Jose Cardenas (’23) wants to learn.
With a seemingly insatiable curiosity, the business administration and business analytics major wants to absorb as much knowledge as he can, whether from his studies or those who surround him.
“I want to learn so badly. If I don’t know something, I want to find out,” he said.
A native of Eugene, Ore., Cardenas has travelled a long way to find an opportunity to maximize his learning intake. His friend, Connor Fitzpatrick (’22), was attending Loras College and playing soccer for the Duhawks when he suggested that Cardenas might be a good fit for the team. One visit to campus and seeing how naturally he fit in helped him to make the decision to shift to Loras.
Since transferring from a junior college in his hometown in 2020, Cardenas has put himself in the middle of a number of significant areas of campus. He is a diversity, equality and inclusion representative for the President’s Office; diversity chair for student government; and a representative on the Student Athlete Advisory Committee (SAAC). This fall, Cardenas shared his experiences as a part of a campus panel where he discussed his culture along with other Latin American students.
“That was great,” he recalled. “There was a number of us sharing our experiences and how we are different from other people even with similar backgrounds. Not every Latinx student eats tacos, you know?”
That panel underlines his desire to not only share about himself, but to know and understand more about his fellow students. “I really want to hear what other people think about different things, even politics. We may not agree, but I want to understand why they think the way they do and learn more about them. Not everything has to be an argument. If someone asks why I do things that are tied to my culture, I’m not offended.
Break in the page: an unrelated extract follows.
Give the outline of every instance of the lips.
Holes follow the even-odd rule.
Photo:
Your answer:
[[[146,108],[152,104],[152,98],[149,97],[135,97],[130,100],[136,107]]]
I am glad they asked so we can talk about it and I can find out more about them and their culture.”
Cardenas is just the third person in his extended family to attended college. While his decision to move to Dubuque was difficult, his experience as a first-generation student has fueled his efforts both in and out of the classroom.
“It was scary moving so far, but I am doing all of this for my parents, too,” he explained. “Every time I think, ‘I don’t want to write this paper’ or struggle to motivate myself to practice, I think about the opportunity I have here to make my parents proud and I push myself to keep working. I realize the great opportunity I have here, because of them.”
In October, Cardenas was selected by the Hispanic Association of Colleges and Universities (HACU) to participate in its ¡Adelante! Leadership Institute and talk with other Hispanic students and professionals about career opportunities.
“It was a good opportunity to learn from professionals and to get to see how their upbringing molded them and how they took things from their culture and applied them to what they do both in their lives and in business. I didn’t write a lot of it down because I just wanted to listen and take it in,” he said.
Despite growing up just five minutes from the University of Oregon campus, Cardenas believes his decision to go with a smaller school has led to more chances to quench his desire to not only learn, but to enrich his education with more meaningful experiences. “Loras has definitely provided the opportunity to find out more about myself and things in which I am interested. If I had gone to a larger school, I probably would have gone a different path in order to feel connected. Here, I feel like I have so many opportunities where I can not only be involved in a productive way, but I can use moving forward. I am very thankful for that,” he said.